Every frame on the wire is shaped like:

id: <integer monotonic per callback_id>
event: <event name>
data: { "type": "<event name>", "callback_id": "...", "ts": "...", "data": {...}, "seq": <integer> }

event nameWhendata payload includes
workflow.startedJob has been picked up and started executing.workflow_name, started_at
task.completedA pipeline subtask finished successfully.task_name, workflow_name, completed_at
workflow.completedThe entire job finished successfully. Stream closes after this event.workflow_name, completed_at, outputs_summary
workflow.failedThe job failed.
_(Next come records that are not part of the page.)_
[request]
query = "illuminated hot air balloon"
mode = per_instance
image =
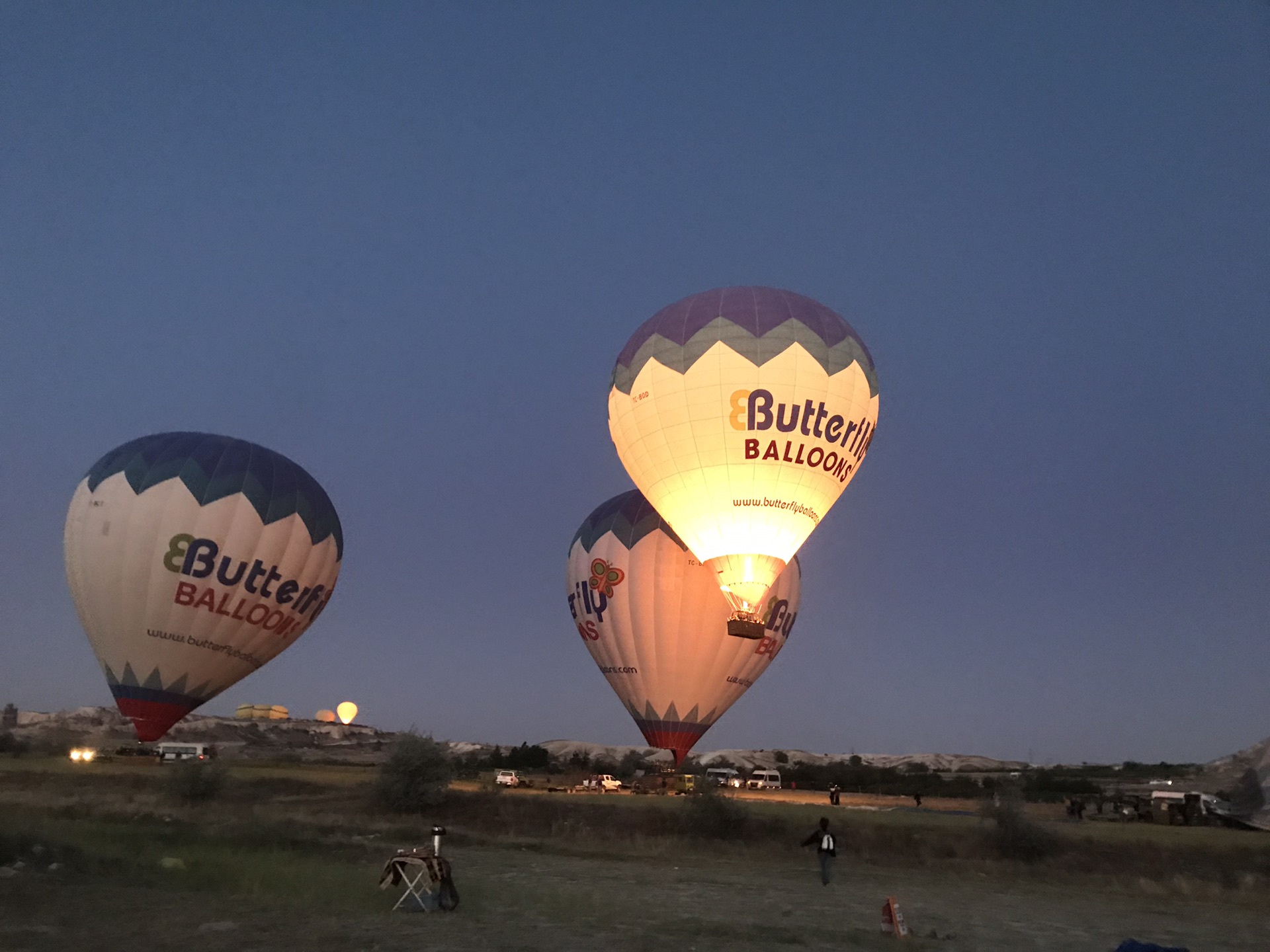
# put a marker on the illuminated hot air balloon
(742, 414)
(193, 560)
(656, 622)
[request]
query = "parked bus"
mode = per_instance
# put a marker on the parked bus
(185, 752)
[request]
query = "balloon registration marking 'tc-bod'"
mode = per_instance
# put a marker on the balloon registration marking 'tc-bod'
(742, 414)
(657, 625)
(193, 560)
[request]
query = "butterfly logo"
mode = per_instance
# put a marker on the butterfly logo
(603, 576)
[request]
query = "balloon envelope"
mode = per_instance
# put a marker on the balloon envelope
(742, 414)
(193, 560)
(657, 625)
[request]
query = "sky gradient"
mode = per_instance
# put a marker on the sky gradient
(403, 244)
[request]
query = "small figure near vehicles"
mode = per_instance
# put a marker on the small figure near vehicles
(724, 776)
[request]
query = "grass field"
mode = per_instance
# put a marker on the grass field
(288, 858)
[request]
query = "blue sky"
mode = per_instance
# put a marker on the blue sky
(403, 244)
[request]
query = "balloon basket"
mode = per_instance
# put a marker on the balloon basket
(746, 629)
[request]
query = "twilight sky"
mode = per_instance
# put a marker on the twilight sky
(403, 244)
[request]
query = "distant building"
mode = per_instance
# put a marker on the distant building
(262, 713)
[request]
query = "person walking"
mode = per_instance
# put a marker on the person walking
(826, 850)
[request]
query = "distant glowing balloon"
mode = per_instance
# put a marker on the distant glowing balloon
(657, 625)
(193, 560)
(742, 414)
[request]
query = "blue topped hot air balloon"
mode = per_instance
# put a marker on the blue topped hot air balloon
(193, 560)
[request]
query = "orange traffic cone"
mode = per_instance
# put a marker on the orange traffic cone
(892, 920)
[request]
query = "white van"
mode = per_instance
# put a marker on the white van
(723, 776)
(765, 779)
(168, 753)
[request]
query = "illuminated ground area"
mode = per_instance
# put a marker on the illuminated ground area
(288, 859)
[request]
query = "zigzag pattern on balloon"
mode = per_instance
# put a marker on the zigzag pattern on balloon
(154, 683)
(629, 517)
(153, 706)
(759, 324)
(669, 730)
(214, 467)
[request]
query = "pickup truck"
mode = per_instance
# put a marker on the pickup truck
(601, 783)
(511, 778)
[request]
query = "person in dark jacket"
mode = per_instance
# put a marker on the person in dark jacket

Stream closes after this event.workflow_name, failed_at, error_log_preview

A typical stream looks like:

event: workflow.started
data: {"type":"workflow.started","callback_id":"cb_...","seq":1,...}

event: task.completed
data: {"type":"task.completed","callback_id":"cb_...","seq":2,...}

event: task.completed
data: {"type":"task.completed","callback_id":"cb_...","seq":3,...}

event: workflow.completed
data: {"type":"workflow.completed","callback_id":"cb_...","seq":4,...}

Reconnecting after a drop

If your connection drops mid-stream, refresh the URL and reconnect with ?last_event_id=N (where N is the id: of the last event you processed). The server will replay every event after N from a 30-minute window, then resume the live stream.

const es = new EventSource(`${session.stream_url}&last_event_id=${lastSeenId}`);

Most browser EventSource implementations send a Last-Event-ID header automatically on reconnect; we accept that too.

Keepalives

The server emits a :ping comment every 15 seconds. Standard SSE clients ignore comment lines; they're there to keep idle TCP connections alive through load balancers and proxies (we run a 4000-second idle timeout on our side).

Token lifecycle

The token in the stream_url is signed with HS256 and bound to your API key + the callback_id. It expires 5 minutes after issue. You can:

  • Reuse the same URL within those 5 minutes for any number of reconnect attempts.
  • Refresh by calling POST /api/v1/streams/sessions again for the same callback_id — you get a fresh URL with a new 5-minute window.

Tokens are intentionally short-lived so a leaked URL is useless after a coffee break.

Limits

  • One stream URL is bound to one callback_id. To stream another job, open another session.
  • 5-minute token TTL — call POST /streams/sessions again to refresh.
  • 30-minute event replay window — reconnects with ?last_event_id= must happen within 30 minutes of the job starting.
  • No per-second rate limit on the streaming connection itself; the session-create endpoint shares the standard per-API-key rate limits.